An Additive Model: We plot a simple relationship with the numeric predictor, but give each group in our categorical variable a unique intercept.
An Interaction Model: We allow each group of our categorical variable to have a unique intercept and slope! The relationship (slope) between the numeric predictor and our response depends on which group we are looking at.

A Guiding Example

Prompt

Let’s consider a (made-up) experiment: Participants were asked to take a test on a topic that was unfamiliar to them. The response variable is their score on that exam. However, we have two variables we’re going to use to predict their test score

How much study_time they spent (in minutes)
Which study materials they were given (Clear or Unclear)
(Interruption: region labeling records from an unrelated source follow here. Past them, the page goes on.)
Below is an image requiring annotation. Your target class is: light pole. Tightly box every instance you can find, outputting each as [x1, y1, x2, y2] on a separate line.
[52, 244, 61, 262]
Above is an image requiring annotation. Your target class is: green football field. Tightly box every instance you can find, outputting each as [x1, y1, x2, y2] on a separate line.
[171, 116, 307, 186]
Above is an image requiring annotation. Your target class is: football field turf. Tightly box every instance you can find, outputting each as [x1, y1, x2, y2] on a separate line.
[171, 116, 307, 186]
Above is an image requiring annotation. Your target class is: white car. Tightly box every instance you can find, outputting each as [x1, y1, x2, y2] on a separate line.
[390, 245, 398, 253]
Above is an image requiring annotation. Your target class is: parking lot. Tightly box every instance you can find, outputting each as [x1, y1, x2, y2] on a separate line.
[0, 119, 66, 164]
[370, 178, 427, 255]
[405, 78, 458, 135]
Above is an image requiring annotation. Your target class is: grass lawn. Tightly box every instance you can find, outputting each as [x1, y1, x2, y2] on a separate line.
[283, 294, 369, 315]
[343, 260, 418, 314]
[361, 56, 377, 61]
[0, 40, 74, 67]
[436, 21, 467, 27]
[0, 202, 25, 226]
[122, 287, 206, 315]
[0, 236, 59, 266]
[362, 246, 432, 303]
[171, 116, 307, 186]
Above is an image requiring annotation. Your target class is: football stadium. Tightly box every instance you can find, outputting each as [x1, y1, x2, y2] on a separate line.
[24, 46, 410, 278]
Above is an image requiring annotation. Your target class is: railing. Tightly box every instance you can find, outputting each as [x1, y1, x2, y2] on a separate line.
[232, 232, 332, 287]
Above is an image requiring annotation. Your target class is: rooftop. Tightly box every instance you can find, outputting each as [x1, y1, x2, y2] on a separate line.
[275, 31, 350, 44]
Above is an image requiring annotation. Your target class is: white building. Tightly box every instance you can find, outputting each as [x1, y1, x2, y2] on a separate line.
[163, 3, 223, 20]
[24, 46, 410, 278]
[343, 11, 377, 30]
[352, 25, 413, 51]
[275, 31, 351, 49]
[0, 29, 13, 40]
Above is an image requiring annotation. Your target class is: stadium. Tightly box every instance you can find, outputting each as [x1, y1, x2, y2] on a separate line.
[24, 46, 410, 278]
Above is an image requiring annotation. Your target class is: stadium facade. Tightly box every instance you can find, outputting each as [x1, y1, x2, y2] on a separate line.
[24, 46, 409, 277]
Let’s say the “Clear” study materials were carefully structured to benefit students more, whereas the “Unclear” instructions were full of jargon and not very accessible for learning.

Visualize the data

Let’s take a look at this data, with study time on the x-axis, and coloring by which materials they were using.

#Create the data
Task_Data

#Plot the Data
ggplot(data = Task_Data, aes(x = study_time, y = score, color = materials)) +
  geom_point() +
  labs(x = "Study Time (min)", y = "Exam Score")

What’s next

Let’s explore some modeling options for these groups!

First we will look at the simple modeling options (each predictor in isolation)
Next, we will look at an additive model
Finally, we will check an interaction model

Example of Simple Models

Study Time in Isolation

We can start by using study time as the sole predictor of exam score.

Notice: If I still want to retain materials in color, I will need to select a specific color in geom_smooth so that it knows I want only one line.

ggplot(data = Task_Data, aes(x = study_time, y = score, color = materials)) +
  geom_point() +
  labs(x = "Study Time (min)", y = "Exam Score") +
  geom_smooth(method = "lm", se = FALSE, color = "black")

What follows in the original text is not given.